Related:Phil Anderson gives whole new meaning to ‘wander Indiana’

Local leadership
Anderson soon focused on figuring out what happened to places that don’t exist anymore.

“Sometimes it was just circumstance,” he notes. “Maybe the town was built along the railroad and eventually the railroad wasn’t as important anymore.”

Sometimes, however, Anderson suspects a different factor was involved. “I’m guessing there was a lack of local leadership sometimes,” he says. “It can be one of the reasons why a place stops being a place.”

Anderson believes that rural Indiana needs leadership as much as any other type of community. He is sometimes asked to consult with local communities that are trying to put themselves back on the map.
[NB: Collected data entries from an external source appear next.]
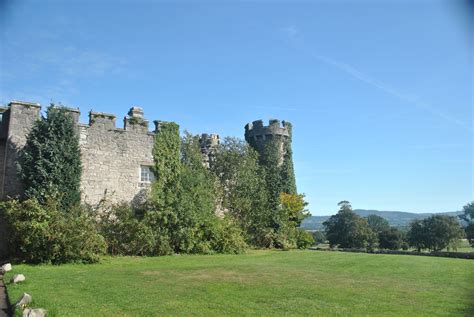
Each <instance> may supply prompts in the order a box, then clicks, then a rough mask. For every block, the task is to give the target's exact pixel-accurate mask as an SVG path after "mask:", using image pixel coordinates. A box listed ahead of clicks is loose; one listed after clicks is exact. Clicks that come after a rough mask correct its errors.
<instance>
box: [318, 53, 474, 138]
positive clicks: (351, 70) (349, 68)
mask: <svg viewBox="0 0 474 317" xmlns="http://www.w3.org/2000/svg"><path fill="white" fill-rule="evenodd" d="M310 55H311V56H312V57H313V58H315V59H317V60H319V61H321V62H323V63H325V64H328V65H331V66H334V67H336V68H337V69H339V70H341V71H343V72H345V73H346V74H349V75H351V76H352V77H354V78H356V79H358V80H360V81H362V82H364V83H366V84H369V85H371V86H374V87H376V88H378V89H380V90H381V91H383V92H385V93H387V94H389V95H391V96H394V97H397V98H398V99H400V100H403V101H406V102H408V103H411V104H412V105H414V106H416V107H418V108H421V109H424V110H426V111H428V112H430V113H431V114H433V115H435V116H438V117H440V118H442V119H444V120H446V121H449V122H451V123H453V124H456V125H458V126H460V127H462V128H464V129H466V130H468V131H470V132H473V131H474V129H473V128H472V127H471V126H469V125H467V124H466V123H465V122H463V121H461V120H458V119H456V118H453V117H451V116H450V115H448V114H446V113H443V112H441V111H439V110H437V109H435V108H434V107H432V106H431V105H429V104H427V103H425V102H423V101H420V100H419V99H418V98H417V97H415V96H410V95H406V94H403V93H401V92H400V91H398V90H396V89H394V88H392V87H390V86H388V85H387V84H385V83H383V82H381V81H379V80H376V79H374V78H372V77H370V76H368V75H367V74H364V73H363V72H361V71H358V70H357V69H355V68H354V67H352V66H351V65H349V64H345V63H341V62H338V61H335V60H333V59H330V58H328V57H325V56H322V55H316V54H310Z"/></svg>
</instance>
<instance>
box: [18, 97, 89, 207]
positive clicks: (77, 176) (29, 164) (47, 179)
mask: <svg viewBox="0 0 474 317" xmlns="http://www.w3.org/2000/svg"><path fill="white" fill-rule="evenodd" d="M18 172H19V176H20V177H21V180H22V181H23V184H24V185H25V196H26V197H27V198H34V199H36V200H38V201H39V202H40V203H42V204H45V203H46V201H47V200H48V199H54V200H55V201H56V202H57V204H58V207H59V208H60V209H61V210H62V211H65V210H70V208H71V207H73V206H76V205H78V204H79V203H80V198H81V194H80V190H79V187H80V178H81V153H80V149H79V137H78V135H77V133H76V130H75V127H74V120H73V118H72V116H71V115H69V114H68V113H67V112H66V109H65V108H64V107H55V106H54V105H53V104H52V105H51V106H50V107H48V109H47V111H46V117H45V118H42V120H38V121H36V122H35V123H34V125H33V127H32V128H31V131H30V132H29V134H28V136H27V139H26V144H25V146H24V147H23V148H22V149H21V151H20V159H19V162H18Z"/></svg>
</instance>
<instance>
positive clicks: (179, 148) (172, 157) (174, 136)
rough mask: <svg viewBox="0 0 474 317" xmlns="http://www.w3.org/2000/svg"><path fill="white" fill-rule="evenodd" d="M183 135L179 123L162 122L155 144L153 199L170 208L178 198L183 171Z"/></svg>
mask: <svg viewBox="0 0 474 317" xmlns="http://www.w3.org/2000/svg"><path fill="white" fill-rule="evenodd" d="M180 149H181V137H180V136H179V125H177V124H176V123H174V122H160V125H159V129H158V132H157V133H156V134H155V143H154V146H153V160H154V163H155V165H154V172H155V175H156V181H155V182H154V184H153V194H152V196H153V200H154V202H155V203H156V204H158V205H159V206H161V207H162V208H169V207H171V206H172V204H173V203H175V202H176V199H177V189H178V186H179V177H180V172H181V161H180Z"/></svg>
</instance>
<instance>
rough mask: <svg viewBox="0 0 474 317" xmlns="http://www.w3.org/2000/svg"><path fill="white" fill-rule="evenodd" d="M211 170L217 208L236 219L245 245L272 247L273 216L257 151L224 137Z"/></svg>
mask: <svg viewBox="0 0 474 317" xmlns="http://www.w3.org/2000/svg"><path fill="white" fill-rule="evenodd" d="M212 171H213V173H214V175H216V178H217V179H218V183H219V188H220V191H219V198H220V208H222V209H223V210H226V211H227V212H228V213H229V215H230V216H232V217H233V218H234V219H235V222H236V223H237V224H238V226H239V227H240V228H242V230H243V231H244V232H245V233H246V237H247V242H248V243H250V244H252V245H256V246H260V247H270V246H272V245H273V228H272V226H271V223H272V213H271V211H270V208H269V207H268V198H267V197H268V193H267V191H266V187H265V181H264V176H263V169H262V168H261V167H260V165H259V164H258V154H257V152H256V151H255V150H253V149H252V148H251V147H250V146H249V145H248V144H246V143H245V142H243V141H241V140H239V139H235V138H226V139H225V140H224V141H223V142H222V143H221V145H220V147H219V150H218V151H217V155H216V158H215V162H214V164H213V166H212Z"/></svg>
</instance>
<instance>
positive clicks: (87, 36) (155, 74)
mask: <svg viewBox="0 0 474 317" xmlns="http://www.w3.org/2000/svg"><path fill="white" fill-rule="evenodd" d="M463 4H464V2H457V1H384V2H383V3H381V2H378V1H332V2H330V1H307V2H298V1H243V2H237V1H233V2H230V1H187V2H184V1H176V2H152V1H134V2H132V1H118V2H117V1H114V2H112V1H94V2H93V1H81V2H80V1H68V2H65V1H64V2H62V1H12V0H0V21H1V22H0V28H1V32H2V33H1V41H0V63H1V64H0V67H1V68H0V102H1V103H3V104H6V103H8V102H9V101H10V100H12V99H18V100H27V101H35V102H39V103H41V104H42V105H43V106H45V105H47V104H48V103H49V102H51V101H53V102H61V103H63V104H65V105H68V106H73V107H79V108H80V109H81V110H82V115H81V117H82V121H83V122H87V112H88V111H89V110H91V109H93V110H95V111H102V112H111V113H115V114H117V115H118V116H119V117H120V116H122V115H125V114H126V112H127V111H128V109H129V108H130V107H131V106H135V105H138V106H141V107H143V108H144V111H145V115H146V117H147V118H149V119H151V120H152V119H161V120H174V121H176V122H178V123H179V124H180V126H181V128H182V130H184V129H187V130H189V131H190V132H193V133H201V132H207V133H218V134H220V135H221V136H238V137H243V132H244V128H243V127H244V125H245V124H246V123H247V122H251V121H253V120H257V119H264V120H268V119H270V118H278V119H284V120H287V121H290V122H292V123H293V126H294V140H293V151H294V163H295V169H296V177H297V185H298V190H299V191H300V192H302V193H305V194H306V197H307V200H308V201H309V203H310V205H309V209H310V210H311V212H312V214H314V215H324V214H331V213H333V212H334V211H335V210H336V209H337V206H336V204H337V203H338V202H339V201H341V200H349V201H351V202H352V205H353V207H355V208H366V209H379V210H401V211H412V212H438V211H453V210H459V209H460V208H461V207H462V206H463V205H464V204H465V203H466V202H468V201H470V200H473V199H474V180H473V149H474V144H473V131H474V130H473V121H474V120H473V89H474V84H473V72H474V66H473V40H472V39H474V34H473V26H474V24H473V15H472V14H469V10H472V7H471V8H469V7H467V6H463ZM471 13H472V11H471ZM118 121H120V120H118Z"/></svg>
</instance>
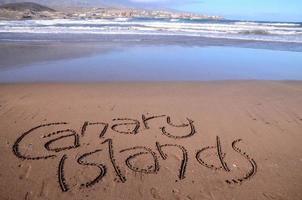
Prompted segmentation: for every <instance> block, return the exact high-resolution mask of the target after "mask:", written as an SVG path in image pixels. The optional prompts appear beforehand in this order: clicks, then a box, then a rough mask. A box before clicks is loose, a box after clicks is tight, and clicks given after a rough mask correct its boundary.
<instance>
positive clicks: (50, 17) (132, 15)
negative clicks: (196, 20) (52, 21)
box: [0, 2, 223, 20]
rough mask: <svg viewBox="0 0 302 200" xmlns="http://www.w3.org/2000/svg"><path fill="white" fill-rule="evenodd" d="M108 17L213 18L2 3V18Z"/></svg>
mask: <svg viewBox="0 0 302 200" xmlns="http://www.w3.org/2000/svg"><path fill="white" fill-rule="evenodd" d="M106 18H159V19H197V20H198V19H212V20H221V19H223V17H221V16H209V15H203V14H195V13H189V12H176V11H165V10H147V9H138V8H120V7H73V8H67V7H66V8H59V9H56V10H55V9H53V8H50V7H46V6H44V5H41V4H37V3H31V2H23V3H9V4H3V5H0V20H22V19H23V20H26V19H106Z"/></svg>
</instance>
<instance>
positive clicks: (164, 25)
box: [0, 18, 302, 83]
mask: <svg viewBox="0 0 302 200" xmlns="http://www.w3.org/2000/svg"><path fill="white" fill-rule="evenodd" d="M0 47H1V52H0V59H2V63H0V82H1V83H15V82H112V81H113V82H120V81H130V82H133V81H134V82H136V81H139V82H141V81H212V80H214V81H216V80H302V55H301V52H302V24H301V23H296V22H295V23H288V22H287V23H285V22H247V21H230V20H218V21H215V20H168V19H125V18H117V19H99V20H70V19H60V20H26V21H0ZM95 49H96V50H95Z"/></svg>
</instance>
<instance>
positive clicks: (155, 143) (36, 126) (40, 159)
mask: <svg viewBox="0 0 302 200" xmlns="http://www.w3.org/2000/svg"><path fill="white" fill-rule="evenodd" d="M163 118H165V123H166V125H165V126H162V127H158V128H159V129H160V130H161V134H162V135H163V136H166V137H168V138H170V139H173V140H180V139H181V140H184V139H186V138H189V137H192V136H194V135H195V134H196V130H195V126H194V121H193V120H191V119H189V118H186V121H187V123H184V124H179V125H176V124H174V123H172V120H171V117H170V116H166V115H157V116H151V117H146V116H145V115H142V123H141V122H140V121H139V120H136V119H130V118H116V119H113V120H112V122H113V124H109V123H107V122H88V121H86V122H84V123H83V125H82V127H81V129H80V130H81V131H80V133H77V132H76V131H75V130H73V129H69V128H68V129H62V130H57V131H55V132H51V133H47V134H44V135H43V136H42V138H43V139H47V141H46V142H45V143H44V146H43V147H44V149H45V150H46V151H47V152H48V153H47V154H45V155H28V154H26V152H23V151H22V150H21V148H20V144H21V143H23V142H24V141H25V139H29V138H32V137H35V136H37V133H41V131H45V130H47V128H50V127H52V128H53V127H57V126H63V125H64V126H65V125H68V123H67V122H55V123H48V124H42V125H39V126H36V127H34V128H31V129H30V130H28V131H26V132H24V133H23V134H21V136H20V137H19V138H17V140H16V142H15V143H14V145H13V148H12V150H13V153H14V155H15V156H17V157H18V158H19V159H22V160H35V161H38V160H47V159H55V158H57V157H58V154H57V153H59V152H64V154H63V155H62V156H60V158H59V161H58V162H59V163H58V171H57V174H58V177H57V180H58V183H59V186H60V188H61V190H62V191H63V192H67V191H69V190H70V186H69V184H68V183H67V181H66V180H67V179H66V177H65V164H66V162H68V161H69V160H70V159H71V158H70V157H69V156H68V154H67V153H68V152H69V151H72V150H79V148H84V145H82V143H81V139H82V138H83V137H85V135H86V132H87V129H88V127H90V126H98V127H100V132H99V140H100V141H101V143H100V145H98V147H96V148H95V149H94V150H93V151H90V152H86V153H84V154H82V155H80V156H77V158H76V162H77V164H79V165H81V166H85V167H90V168H95V169H97V170H98V175H97V176H96V177H95V178H93V179H92V180H90V181H88V182H85V183H82V184H81V187H87V188H88V187H92V186H94V185H95V184H97V183H99V182H100V181H101V180H102V179H103V178H104V177H105V176H106V175H107V171H108V167H111V168H112V169H113V171H114V173H115V175H116V177H117V179H118V181H119V182H122V183H125V182H126V181H127V177H126V176H125V174H123V173H122V170H121V168H124V167H127V168H128V169H129V170H132V171H134V172H139V173H144V174H157V173H158V172H159V171H160V168H161V165H160V163H161V162H162V161H165V160H167V159H168V158H169V150H173V152H175V149H178V151H179V152H180V153H181V154H182V158H181V160H180V163H179V170H178V172H177V177H178V179H179V180H183V179H185V178H186V169H187V166H188V161H189V153H188V151H187V149H186V148H185V147H184V146H182V145H179V144H174V143H166V144H162V143H160V141H156V142H155V144H154V146H153V147H146V146H133V147H129V148H126V149H119V150H117V149H116V147H115V146H114V141H113V139H111V138H107V139H106V138H105V135H106V133H107V131H108V129H109V128H110V129H111V130H112V131H114V132H116V133H118V134H127V135H128V134H129V135H137V134H138V133H139V131H140V128H141V126H143V127H144V128H145V129H150V125H149V122H150V121H151V120H155V119H163ZM170 127H174V128H178V129H183V130H184V134H182V135H179V134H174V133H173V132H171V131H170V130H169V128H170ZM66 138H70V139H72V143H71V144H67V145H62V144H61V146H60V147H55V145H54V144H56V143H59V141H61V140H63V139H66ZM241 141H242V140H241V139H237V140H234V141H233V142H232V145H231V146H232V149H233V150H234V151H235V152H236V153H238V154H239V155H240V156H241V158H242V159H244V160H246V161H247V162H248V163H249V165H250V169H249V171H247V173H246V174H245V175H243V176H242V177H236V178H231V179H227V180H225V182H226V183H227V184H240V183H242V182H244V181H246V180H248V179H250V178H252V177H253V176H254V175H255V174H256V172H257V164H256V162H255V161H254V159H253V158H251V157H250V156H249V155H248V154H247V153H246V152H244V151H242V150H241V149H240V148H239V147H238V146H237V144H238V143H239V142H241ZM208 151H214V153H215V155H216V156H217V159H218V160H219V165H217V166H215V165H213V164H211V163H207V162H206V161H205V160H204V158H203V155H204V154H205V153H206V152H208ZM100 152H107V154H108V158H109V160H110V164H109V165H108V164H105V163H101V162H97V161H95V160H94V159H95V156H94V157H93V158H94V159H91V157H92V156H93V155H99V156H100ZM196 152H197V153H196V154H195V160H196V162H197V164H200V166H203V167H206V168H208V169H210V170H220V171H224V172H226V173H229V172H231V169H230V168H229V166H228V164H227V162H226V159H225V158H226V153H224V151H223V149H222V145H221V139H220V137H219V136H216V144H215V145H213V146H207V147H204V148H201V149H197V151H196ZM116 153H118V154H121V155H126V156H127V157H126V159H125V160H124V165H123V166H120V165H119V164H118V163H120V162H117V160H116ZM146 157H147V158H149V159H148V160H149V161H151V162H149V161H148V163H147V164H148V165H147V166H143V167H142V166H137V165H136V164H135V163H136V162H135V161H136V160H139V159H140V158H146Z"/></svg>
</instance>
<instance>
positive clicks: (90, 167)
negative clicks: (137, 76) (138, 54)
mask: <svg viewBox="0 0 302 200" xmlns="http://www.w3.org/2000/svg"><path fill="white" fill-rule="evenodd" d="M142 115H145V117H150V116H155V115H165V116H163V117H159V118H155V119H152V120H149V121H147V124H146V125H147V126H145V124H144V123H143V121H142ZM113 119H116V120H113ZM130 119H132V120H130ZM134 120H137V121H134ZM190 120H192V121H194V122H191V121H190ZM63 122H66V123H68V124H51V123H63ZM85 122H88V123H86V125H87V126H86V127H85V126H84V128H83V125H84V123H85ZM97 122H99V124H93V123H97ZM120 123H122V124H120ZM190 123H191V124H190ZM40 125H44V126H41V127H38V126H40ZM107 125H108V127H107ZM136 125H137V127H138V129H135V127H136ZM176 125H178V127H176ZM181 125H182V126H181ZM34 127H37V129H32V128H34ZM160 127H164V129H160ZM106 128H107V129H106ZM30 129H32V130H31V131H29V130H30ZM85 129H86V130H85ZM194 129H195V131H194ZM60 130H65V132H64V131H60ZM83 131H84V132H83ZM131 131H132V132H131ZM135 131H137V133H136V134H134V133H135ZM82 132H83V135H82V134H81V133H82ZM130 132H131V133H130ZM127 133H128V134H127ZM100 134H102V137H101V138H100V137H99V136H100ZM22 136H24V137H22ZM62 136H65V137H62ZM0 137H1V138H0V152H1V153H0V159H1V160H0V162H1V166H0V199H3V200H4V199H16V200H17V199H18V200H19V199H25V200H30V199H123V200H124V199H129V200H130V199H131V200H133V199H181V200H182V199H184V200H191V199H195V200H200V199H211V200H212V199H290V200H295V199H296V200H300V199H302V190H301V188H302V82H272V81H244V82H239V81H237V82H236V81H234V82H209V83H156V84H151V83H137V84H136V83H127V84H125V83H123V84H122V83H120V84H118V83H116V84H70V85H68V84H19V85H18V84H16V85H1V86H0ZM18 138H19V139H18ZM238 139H242V140H238ZM156 144H157V146H156ZM166 144H169V145H170V146H169V145H166ZM232 144H233V146H232ZM165 145H166V146H165ZM206 147H208V148H206ZM129 148H130V149H129ZM160 152H161V154H160ZM89 153H90V154H89ZM126 161H128V162H126ZM97 178H98V180H96V179H97Z"/></svg>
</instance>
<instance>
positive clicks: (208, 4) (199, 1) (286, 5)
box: [111, 0, 302, 22]
mask: <svg viewBox="0 0 302 200" xmlns="http://www.w3.org/2000/svg"><path fill="white" fill-rule="evenodd" d="M111 1H115V2H118V3H122V4H126V5H127V4H128V5H138V6H142V7H165V8H170V9H176V10H184V11H192V12H198V13H205V14H211V15H221V16H223V17H225V18H229V19H242V20H264V21H299V22H302V0H111Z"/></svg>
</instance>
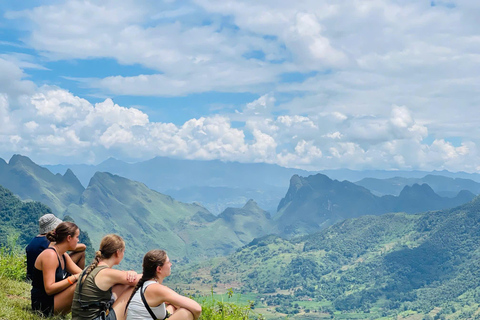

Often it’s by trying to attract people to come see a piece of history that might exist in the area.

“It’s tough to do by yourself,” Anderson says. “We’ve found it works better if you work with other communities who also want to attract people. Band together and tell people about what an entire area offers, not just one rural community. You may even want to create an official byway through the state.

“A byway is just a series of connecting roads that take people through various communities in an area or region. If you tell people everything of interest that is in that area, people will choose what they want to see. The more you can offer them, the more likely they’ll visit,” he explains.

Deciding to join with other communities in this effort is one form of leadership, Anderson says. Not everyone in rural areas sees such an effort as worthwhile.

The key is to work together and take advantage of what you have, he notes. That’s the best recipe for keeping your part of rural Indiana from becoming a name on a map that isn’t a place anymore, or even no longer a name on the map.